Zero Pilot (1976)
Alexander Smith
January 13, 2013
Note: review may contain spoilers

This highly elaborate film affair, based on the biography of Saburo Sakai with several bits of narration taken directly from his book, was one of the last war films produced by Toho and special effects director Koichi Kawakita's debut film, and his favorite work because it lacked stock footage. The film has great acting and is solidly produced all around.

The tide of the war is turning against Japan, and Sergeant Saburo Sakai is in command of a small group of pilots on the island base of Rabaul. He goes through many battles, shooting down 68 planes and solidifying his place as the number one ace of Japan, always showing respect for his enemy. Several of his friends die, and his superiors doubt his leadership skills. Eventually 1942 rolls around. The Battle of Guadalcanal is at hand, and it is a terrific loss for Japan, and Saburo Sakai goes to provide air support for his squad, but a perilous turn of events occurs and Sakai must fight for his life, using his gut instinct and quick reaction time.

Having read Sakai’s memoirs, I can say that the film is very accurate to Sakai’s life, and the plotting and pacing flows smoothly as Sakai watches the tide of war change before his eyes. The film never lingers on a plot point too long and about the only flaw I can see is the romance between the nurse and the youngest pilot comes way too fast and comes out of nowhere practically but otherwise I really have nothing bad to say here.

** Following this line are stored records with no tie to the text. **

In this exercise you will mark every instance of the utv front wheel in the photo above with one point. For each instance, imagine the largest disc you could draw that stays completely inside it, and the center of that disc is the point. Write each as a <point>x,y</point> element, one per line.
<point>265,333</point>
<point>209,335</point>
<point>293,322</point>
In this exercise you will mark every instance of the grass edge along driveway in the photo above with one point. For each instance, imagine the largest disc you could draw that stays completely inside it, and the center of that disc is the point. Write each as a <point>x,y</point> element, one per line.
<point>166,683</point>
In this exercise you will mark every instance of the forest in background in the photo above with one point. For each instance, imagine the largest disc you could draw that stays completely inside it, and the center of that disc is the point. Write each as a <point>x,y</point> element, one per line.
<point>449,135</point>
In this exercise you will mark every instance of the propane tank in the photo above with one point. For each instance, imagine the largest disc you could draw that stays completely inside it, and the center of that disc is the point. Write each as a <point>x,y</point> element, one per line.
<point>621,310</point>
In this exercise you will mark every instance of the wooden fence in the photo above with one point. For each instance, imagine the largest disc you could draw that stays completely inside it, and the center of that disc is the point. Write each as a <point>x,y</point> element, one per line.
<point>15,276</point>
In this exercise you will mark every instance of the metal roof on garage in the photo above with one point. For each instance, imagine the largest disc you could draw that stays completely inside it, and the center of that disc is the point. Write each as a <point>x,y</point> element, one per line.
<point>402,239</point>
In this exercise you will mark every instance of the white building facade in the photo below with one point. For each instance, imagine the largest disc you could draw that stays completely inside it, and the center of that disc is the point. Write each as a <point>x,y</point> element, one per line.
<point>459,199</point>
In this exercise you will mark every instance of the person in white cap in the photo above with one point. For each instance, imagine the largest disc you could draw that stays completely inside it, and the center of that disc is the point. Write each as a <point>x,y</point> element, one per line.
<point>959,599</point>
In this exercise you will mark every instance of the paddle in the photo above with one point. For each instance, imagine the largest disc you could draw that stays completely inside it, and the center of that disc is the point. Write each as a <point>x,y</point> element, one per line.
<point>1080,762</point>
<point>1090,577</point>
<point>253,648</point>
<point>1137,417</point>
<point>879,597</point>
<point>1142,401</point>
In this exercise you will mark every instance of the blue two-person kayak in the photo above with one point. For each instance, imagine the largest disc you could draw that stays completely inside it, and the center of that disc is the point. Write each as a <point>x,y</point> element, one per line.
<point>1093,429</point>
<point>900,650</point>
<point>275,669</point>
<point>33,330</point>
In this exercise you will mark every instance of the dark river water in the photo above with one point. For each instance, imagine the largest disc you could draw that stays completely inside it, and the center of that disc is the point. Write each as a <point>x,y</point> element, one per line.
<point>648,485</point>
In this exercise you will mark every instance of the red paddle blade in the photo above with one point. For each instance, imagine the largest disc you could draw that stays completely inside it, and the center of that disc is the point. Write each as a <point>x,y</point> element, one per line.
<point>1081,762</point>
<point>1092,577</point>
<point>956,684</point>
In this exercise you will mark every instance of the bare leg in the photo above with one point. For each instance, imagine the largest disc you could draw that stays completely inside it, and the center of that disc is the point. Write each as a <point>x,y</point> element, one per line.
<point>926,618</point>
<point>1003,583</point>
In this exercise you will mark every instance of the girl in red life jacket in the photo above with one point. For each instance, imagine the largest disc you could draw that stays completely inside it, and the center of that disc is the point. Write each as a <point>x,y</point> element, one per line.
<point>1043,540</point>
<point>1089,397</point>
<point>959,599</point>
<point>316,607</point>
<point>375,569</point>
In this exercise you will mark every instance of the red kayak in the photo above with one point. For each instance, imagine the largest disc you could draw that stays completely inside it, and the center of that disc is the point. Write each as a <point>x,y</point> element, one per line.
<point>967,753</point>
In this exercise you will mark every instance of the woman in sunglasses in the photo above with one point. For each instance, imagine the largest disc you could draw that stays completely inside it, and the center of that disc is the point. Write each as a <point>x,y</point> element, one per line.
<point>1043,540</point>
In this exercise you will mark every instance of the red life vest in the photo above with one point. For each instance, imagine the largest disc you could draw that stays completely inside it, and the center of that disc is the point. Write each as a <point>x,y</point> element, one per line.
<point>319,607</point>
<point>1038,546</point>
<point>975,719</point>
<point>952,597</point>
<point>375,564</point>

The acting is well done, with Hiroshi Fujioka as Sakai really sticking out among the great leads of war films, as Fujioka’s deep voice and commanding presence lend themselves well to the role. Especially amazing is the ending 15 minutes when Sakai struggles to stay alive after being blinded above Guadalcanal, as Fujioka reads directly from Sakai’s biography and prays aloud as he struggles to stay conscious with the threat of exsanguination from head trauma looming overhead, Fujioka’s facial expressions carry the sequence. Tetsuro Tamba as Captain Saito is the other standout, clearly showing great concern for his men and his friendship with Sakai shines. His facial expressions show deepness, and he shows genuine concern for Sakai’s wellbeing. The other actors do an excellent job as well, and I see no big faults in the acting.

Now for the part I wanted to talk about most, the effects. According to the featurette on the Region 2 DVD, Koichi Kawakita was so thrilled with this film he keeps a framed copy of the poster in his office, and has his own personal copy of the screenplay. Rather than wireheld miniatures, the planes are radio-controlled models, and this gives the film a darling, frantic look, with rapid-fire camera work, breakneck editing, and very nice matte paintings and superimpositions to cover up the inadequacies. Most of the action takes place in the skies, and there is zero stock footage in the film, a rarity for a Toho war film.

Supposedly the RC models were filmed from 100 feet above the set, and this gives the battle scenes a grand feel. Clearly it is easy to see why Kawakita considers this his magnus opum.

Musical score by Toshiaki Tsushima is noticeably somber, a stark contrast from his score for things like the Yakuza films he scored, which were filled with frantic guitar riffs and heavy brass. By contrast, the score for Zero Pilot relies on string work to carry most of it, the main theme being played extremely somberly during the ending narration Sakai reads, with the score being mostly reserved, and somber. Tsushima is an excellent composer, and the film lends itself well to the somberness of Tsushima’s score.

This is an excellent film, with no noticeable flaws, and is probably one of the more accessible Toho war films out there, as it takes place on a more limited scope, with a stronger narrative than say, Battle of Okinawa (1971). I’d recommend it highly.